Mira al tuo futuro… e uccidilo.

Un soldato in tenuta da guerra imbraccia un mitragliatore e punta al cuore, o forse alla testa del suo obiettivo. Se riuscirà a colpirlo una nuova fioritura di orgogliosi italiani porterà con naturalezza l’attrezzatura del “soldato del terzo millennio” e guarderà al mondo da un mirino, pronto ad uccidere.

Nelle scuole, nelle piazze di tutto lo stivale l’Esercito chiama all’azione, chiama gli adulti, ma titilla i giovani dai 15 anni in su a usare la via dell’Esercito per fare scuola, a mettersi le stellette per approfittare della preparazione e il prestigio di una scuola che ti insegna “i valori dell’amicizia e della sana competizione” per entrare in una professione, sportiva o culturale, che ti darà stabilità e accesso a canali istituzionali e una solida propensione a servire la nazione.

La campagna promozionale è ministeriale e non sembra rendersi conto di cosa prospetta, impone, a quale morte lega la crescita e il futuro dei giovani.

Lo sguardo nel mirino non è solo mortifero per lo strumento a cui è collegato, è figlio della retorica della “scelta di campo” a cui è lo stesso pensiero militare che si inginocchia, quello del noi contro di loro, dei buoni e dei cattivi, dell’accesso concesso o negato, dell’esclusione e dell’appartenenza, garantita ai meritevoli.

Ed è con i meritevoli che lo Stato vuole dialogare e alla Scuola affida il compito di selezionarli. Per questo l’incessante campagna di penetrazione dell’esercito in aule, campus e atenei, per questo il ritorno ai giudizi sintetici, contro i quali il mondo della scuola e le associazioni si stanno battendo; delle penalizzazioni sulla condotta costruite per ottenere acquiescenza più che consenso (con meno di nove si perdono le borse di studio); la crescente diffidenza verso il lavoro di gruppo e la ricerca autonoma degli studenti, e il riorientare le classi alla LIM, come schermo dal quale proviene il sapere.

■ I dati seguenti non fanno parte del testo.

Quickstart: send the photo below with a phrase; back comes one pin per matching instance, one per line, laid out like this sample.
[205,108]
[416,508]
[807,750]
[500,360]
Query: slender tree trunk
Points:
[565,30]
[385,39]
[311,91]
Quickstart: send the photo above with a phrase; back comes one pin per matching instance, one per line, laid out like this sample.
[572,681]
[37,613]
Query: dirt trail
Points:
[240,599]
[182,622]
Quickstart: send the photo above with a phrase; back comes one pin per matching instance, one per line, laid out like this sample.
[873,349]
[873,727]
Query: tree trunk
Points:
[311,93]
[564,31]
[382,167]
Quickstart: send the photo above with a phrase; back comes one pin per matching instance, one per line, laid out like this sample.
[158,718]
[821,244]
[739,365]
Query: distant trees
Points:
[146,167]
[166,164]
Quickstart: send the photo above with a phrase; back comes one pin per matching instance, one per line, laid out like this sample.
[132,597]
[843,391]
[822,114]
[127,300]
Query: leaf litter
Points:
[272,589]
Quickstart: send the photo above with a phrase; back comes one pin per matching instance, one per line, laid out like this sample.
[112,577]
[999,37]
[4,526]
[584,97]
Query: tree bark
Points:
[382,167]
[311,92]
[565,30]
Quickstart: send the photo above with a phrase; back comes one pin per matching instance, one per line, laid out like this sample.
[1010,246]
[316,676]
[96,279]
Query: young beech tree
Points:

C’è un mondo che vuole la Pace, che sa che per averla bisogna costruirla e per costruirla innanzitutto praticarla, custodirla, accoglierla. E la Pace è multiverso, comunicazione e dialogo, curiosità e tenacia, apertura mentale e ricerca critica, e in una parola: reciprocità. La Pace in fondo è il desiderio che l’altro sia raggiunto dagli stessi diritti e cure che chiediamo per noi. E quando mira al futuro non lo fa guardando nel mirino.